Thanks to both of you, I've actually went ahead with implementing FileSystemAPI following this util: https://github.com/apache/orc/blob/master/java/core/src/java/org/apache/orc/util/StreamWrapperFileSystem.java
I think it would be awesome to have ORC separated from hadoop class eventually as I have to pull those jars as dependency and of course there are multiple layers of indirection here.

On Fri, Jan 22, 2021 at 10:21 AM Owen O'Malley <owen.omalley@gmail.com> wrote:
Ok, a couple of things:
  • The PhysicalWriter was intended so that LLAP could implement a write through cache where the new file was put into the cache as well as written to long term storage.
  • The Hadoop FileSystem API, which is what ORC currently uses, is extensible and has a lot of bindings other than HDFS. For your use case, you probably want to use "file:///my-dir/my.orc"
  • Somewhere in the unit tests there is an implementation of Hadoop FileSystem that uses ByteBuffers in memory.
  • Finally, over the years there has been an ask for using ORC core without having Hadoop on the class path. Let me take a pass at that today to see if I can make that work. See https://issues.apache.org/jira/browse/ORC-508 .
.. Owen

On Tue, Jan 19, 2021 at 7:20 PM Andrey Elenskiy <andrey.elenskiy@arista.com> wrote:
Hello, currently there's only a single implementation of PhysicalWriter that I were able to find -- PhysicalFSWriter, which only gives the option to write to HDFS.

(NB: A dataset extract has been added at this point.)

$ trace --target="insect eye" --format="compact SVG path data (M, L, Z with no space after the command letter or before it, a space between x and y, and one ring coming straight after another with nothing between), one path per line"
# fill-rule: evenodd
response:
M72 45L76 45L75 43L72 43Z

I'd like to reuse the ORC file format for my own purposes without the destination being HDFS, but just some byte buffer where I can decide myself where the bytes end up being saved.

I've started implementing PhysicalWriter, but it seems like a lot of it just ends up being copied over from PhysicalFSWriter which seems redundant. So, I'm wondering if maybe something already exists to achieve my goal of just writing resulting columns to DataOutputStream (maybe there's some unofficial Java library or I'm missing some obvious official API).

Thanks,
Andrey